You can download here:
Here is an image of the Lucú which you can download (above) as PDF :
Here, harmonically we have a mix of “jazzy” chords and “folky” chords. Though a 19 bar piece may seem odd, it has a clear A A B A1 form. The seemingly missing measure right after Cm/F is an illusion because the first measure of the last 4 bars acts simultaneously as the last measure of the previous 4 bar phrase.
Another interesting feature is fourth intervals in the melody in bars 1, 5 and 13. Not surprising to see that come out because I was listening to McCoy Tyner’s Sahara and reading Stravinsky’s score for Le Sacre du Printemps.
To contrast this here is a piece from 2024 called Which Timeline.
The PDF of Which Timeline is downloadable here:
And here is an image of the chart:
And also, here is a sound file of the piece as written on piano:
Though Which Time Line is clearly a much more complex piece than Lucú from almost a half century earlier, that won’t necessarily always be the case when juxtaposing early pieces of mine with more recent ones.
With Which Time Line we can see except for the 4/4 bars at the end of sections, to add a touch of breathing space, there are alternating measures of 5/8 and 4/8. Why not write it in 11 you ask?
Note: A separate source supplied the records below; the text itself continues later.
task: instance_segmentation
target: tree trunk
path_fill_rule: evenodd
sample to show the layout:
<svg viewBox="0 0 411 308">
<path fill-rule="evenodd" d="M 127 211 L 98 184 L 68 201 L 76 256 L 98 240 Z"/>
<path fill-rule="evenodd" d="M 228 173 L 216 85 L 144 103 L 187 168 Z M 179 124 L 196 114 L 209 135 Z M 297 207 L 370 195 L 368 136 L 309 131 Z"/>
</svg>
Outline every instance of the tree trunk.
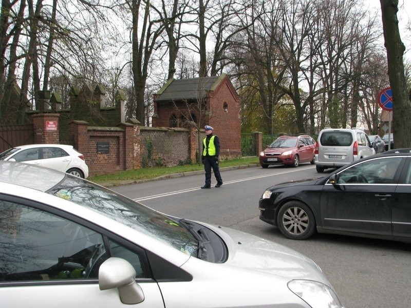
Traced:
<svg viewBox="0 0 411 308">
<path fill-rule="evenodd" d="M 380 0 L 387 50 L 389 84 L 393 91 L 393 130 L 395 147 L 411 146 L 411 102 L 407 93 L 403 55 L 405 47 L 398 29 L 398 0 Z"/>
</svg>

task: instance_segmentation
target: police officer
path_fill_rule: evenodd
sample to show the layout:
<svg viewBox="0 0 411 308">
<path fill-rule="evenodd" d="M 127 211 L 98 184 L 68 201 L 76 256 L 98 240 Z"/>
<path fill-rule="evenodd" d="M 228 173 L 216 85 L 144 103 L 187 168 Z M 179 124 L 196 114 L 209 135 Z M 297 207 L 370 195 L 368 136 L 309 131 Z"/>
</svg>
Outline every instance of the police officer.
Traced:
<svg viewBox="0 0 411 308">
<path fill-rule="evenodd" d="M 213 127 L 206 125 L 206 138 L 202 141 L 202 155 L 201 162 L 204 164 L 204 170 L 206 171 L 206 184 L 201 188 L 211 188 L 211 168 L 214 171 L 214 176 L 217 180 L 216 187 L 222 185 L 222 179 L 218 169 L 218 155 L 220 153 L 220 140 L 218 137 L 213 134 Z"/>
</svg>

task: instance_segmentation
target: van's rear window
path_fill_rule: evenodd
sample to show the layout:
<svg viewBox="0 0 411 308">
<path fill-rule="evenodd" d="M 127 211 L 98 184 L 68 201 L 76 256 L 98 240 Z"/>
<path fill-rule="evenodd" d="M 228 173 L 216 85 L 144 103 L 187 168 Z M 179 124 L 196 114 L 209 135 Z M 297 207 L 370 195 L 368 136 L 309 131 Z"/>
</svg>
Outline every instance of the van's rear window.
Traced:
<svg viewBox="0 0 411 308">
<path fill-rule="evenodd" d="M 352 134 L 349 131 L 325 131 L 320 142 L 322 145 L 348 146 L 352 143 Z"/>
</svg>

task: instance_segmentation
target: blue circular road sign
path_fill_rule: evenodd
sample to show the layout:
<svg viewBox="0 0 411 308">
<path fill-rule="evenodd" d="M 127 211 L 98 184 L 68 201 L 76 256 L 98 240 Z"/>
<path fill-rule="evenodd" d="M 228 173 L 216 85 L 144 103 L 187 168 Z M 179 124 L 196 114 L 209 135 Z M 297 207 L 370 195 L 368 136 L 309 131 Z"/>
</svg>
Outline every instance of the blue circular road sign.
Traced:
<svg viewBox="0 0 411 308">
<path fill-rule="evenodd" d="M 381 90 L 378 97 L 378 104 L 384 110 L 393 110 L 393 90 L 390 87 Z"/>
</svg>

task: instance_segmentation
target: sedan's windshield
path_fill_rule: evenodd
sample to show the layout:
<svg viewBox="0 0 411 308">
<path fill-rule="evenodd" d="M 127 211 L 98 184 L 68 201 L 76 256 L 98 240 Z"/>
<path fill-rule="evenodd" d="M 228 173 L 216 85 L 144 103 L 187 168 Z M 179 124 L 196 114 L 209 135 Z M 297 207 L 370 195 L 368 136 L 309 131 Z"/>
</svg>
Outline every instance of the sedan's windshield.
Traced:
<svg viewBox="0 0 411 308">
<path fill-rule="evenodd" d="M 81 179 L 66 177 L 48 192 L 87 207 L 197 257 L 199 242 L 183 224 Z"/>
<path fill-rule="evenodd" d="M 277 139 L 270 145 L 269 147 L 294 147 L 297 146 L 297 138 Z"/>
</svg>

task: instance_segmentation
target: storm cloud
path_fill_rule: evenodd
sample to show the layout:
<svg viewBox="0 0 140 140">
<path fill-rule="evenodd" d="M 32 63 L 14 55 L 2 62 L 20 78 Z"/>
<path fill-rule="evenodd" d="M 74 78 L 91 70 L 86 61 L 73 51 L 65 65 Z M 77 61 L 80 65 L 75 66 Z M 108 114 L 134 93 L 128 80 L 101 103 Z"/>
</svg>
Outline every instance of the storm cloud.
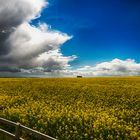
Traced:
<svg viewBox="0 0 140 140">
<path fill-rule="evenodd" d="M 31 21 L 47 7 L 45 0 L 0 1 L 0 73 L 53 72 L 69 67 L 76 56 L 65 57 L 60 46 L 72 38 L 46 23 Z"/>
</svg>

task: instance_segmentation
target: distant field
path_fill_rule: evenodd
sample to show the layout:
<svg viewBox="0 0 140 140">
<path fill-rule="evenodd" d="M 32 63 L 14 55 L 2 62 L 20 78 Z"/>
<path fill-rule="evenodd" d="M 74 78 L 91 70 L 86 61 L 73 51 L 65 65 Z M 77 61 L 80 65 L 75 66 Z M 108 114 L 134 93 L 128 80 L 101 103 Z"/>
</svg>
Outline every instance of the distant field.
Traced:
<svg viewBox="0 0 140 140">
<path fill-rule="evenodd" d="M 140 78 L 1 78 L 0 117 L 58 140 L 140 140 Z"/>
</svg>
Several reasons, but the most important ones are phrasing of the melody and the harmonic nature of the arpeggios, which change every 5 eighth notes alternating with every 4.
Any harmonic ambiguity can be traced to the seemingly different sources for each bass note and the rest of the chord/arpeggio, but each chord, including the bass notes to the right of a slash (/) are traceable back to a single harmonic modal source. When the sources are viewed linearly (scalar) rather than horizontally (harmonically) these sources are heptatonic or symmetrical.